Au moment où chacun s'accorde à chercher dans notre éducation publique un soutien fondamental pour la création et le maintien du lien social, en cette période troublée où les repères qui organisent le « vivre-ensemble » semblent se brouiller, où chaque décision concernant l'instruction de tous les enfants de France devrait être pesée et mûrement réfléchie, c'est pourtant l'impression de bricolage et d'impréparation qui domine. Une réforme du collège à la va-vite, sans doute bâtie sur de bonnes intentions, mais une réforme imposée d'en haut, trop rapide dans sa mise en œuvre et donc bâclée.
Censée lutter contre les inégalités scolaires qui contribuent largement à cette reproduction sociale dont on connaît de longue date les mécanismes sans jamais parvenir à les enrayer en faveur de la justice sociale et de l'égalité de tous les enfants quelle que soit leur origine, la réforme du collège telle qu'elle est aujourd'hui prescrite n'aura au mieux aucun effet, au pire un effet négatif : un collège à deux vitesses. On le voit dès à présent avec le maintien apparemment arbitraire des classes de sixième bilangue dans certaines académies et leur disparition dans d'autres. L'élitisme traditionnel, qui se perpétue à travers le jeu des options sélectives au profit des enfants des milieux favorisés, ne sera pas dépassé puisque ses tenants ont les moyens culturels, financiers et politiques de défendre leurs intérêts là où ils se trouvent. Mais qu'en est-il pour les enfants des quartiers et des zones rurales en difficulté ?

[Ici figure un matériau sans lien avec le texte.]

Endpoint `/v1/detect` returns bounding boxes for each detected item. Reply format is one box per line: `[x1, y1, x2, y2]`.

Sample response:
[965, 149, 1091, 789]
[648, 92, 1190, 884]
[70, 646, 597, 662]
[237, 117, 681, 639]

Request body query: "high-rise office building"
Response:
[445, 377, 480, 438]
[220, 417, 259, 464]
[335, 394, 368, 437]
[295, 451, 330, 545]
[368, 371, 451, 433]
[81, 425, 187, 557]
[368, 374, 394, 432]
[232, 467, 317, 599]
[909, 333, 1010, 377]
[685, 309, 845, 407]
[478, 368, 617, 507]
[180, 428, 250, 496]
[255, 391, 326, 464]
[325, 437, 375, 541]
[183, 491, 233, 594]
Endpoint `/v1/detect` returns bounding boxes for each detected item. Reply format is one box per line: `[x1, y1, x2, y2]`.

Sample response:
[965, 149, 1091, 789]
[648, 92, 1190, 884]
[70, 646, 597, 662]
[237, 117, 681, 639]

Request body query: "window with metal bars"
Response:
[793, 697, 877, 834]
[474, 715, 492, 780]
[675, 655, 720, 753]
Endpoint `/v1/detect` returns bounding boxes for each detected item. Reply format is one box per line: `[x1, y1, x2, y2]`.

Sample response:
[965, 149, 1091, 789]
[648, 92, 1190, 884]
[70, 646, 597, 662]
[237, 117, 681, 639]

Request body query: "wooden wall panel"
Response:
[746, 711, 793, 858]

Si les enseignements pratiques interdisciplinaires (EPI) inspirés par la pédagogie de projets semblent une perspective tentante au premier regard, ils ne peuvent pas se faire au détriment des enseignements disciplinaires (qui perdront des heures), ni sans réflexion réelle quant à leur contenu et leur évaluation, par manque de temps (doit-on rappeler que tous les programmes de toutes les classes du collège changent d'un seul coup à la rentrée prochaine entraînant pour les professeurs un travail considérable de préparation de cours auquel il va falloir ajouter celle des Epi au contours des plus flous?), et absence de concertation. Ils ne peuvent pas non plus se faire dans la dépendance vis-à-vis des ressources locales : il ne doit pas y avoir des EPI de riches et des EPI de pauvres. Une part déjà trop importante du travail de l'enseignant est consacrée à la recherche de subventions diverses, voire de sponsors privés, pour financer des projets pédagogiques. Cette tendance va s'accentuer, car à quoi bon cet « enseignement pratique » sans aucun moyen d'aboutir à une réalisation ? Mais la collecte de fonds, est-ce bien le métier du prof ?
L'autonomie donnée à chaque établissement dans l'utilisation d'un certain nombre d'heures à affecter, va nécessairement entraîner une concurrence entre les disciplines, chacune cherchant à « récupérer » des heures pour valoriser sa matière et maintenir les postes. Concurrence aussi entre établissements, qui se targueront de présenter tel ou tel projet séduisant comme une vitrine alors qu'il est primordial d'assurer à tous les élèves la même qualité d'enseignement, en répartissant équitablement les moyens pour compenser les inégalités sociales, quel que soit le collège de secteur.
L'autoritarisme n'a jamais fait une bonne politique et encore moins une bonne politique éducative. On ne peut changer le collège et combattre les inégalités avec trois bouts d'idées rapidement ficelées autour de la machine à café afin de compléter en temps et en heure des grilles préétablies par le ministère, et participer ainsi sans protester à ce qui ressemble de plus en plus à une opération de communication de grande ampleur. Les enjeux sont trop importants. Une vraie réforme cohérente, orientée par une réflexion pédagogique de fond, disposant de moyens adaptés à ses amibitions, et raisonnable dans sa mise en œuvre est plus que jamais nécessaire. Il n'est pas trop tard.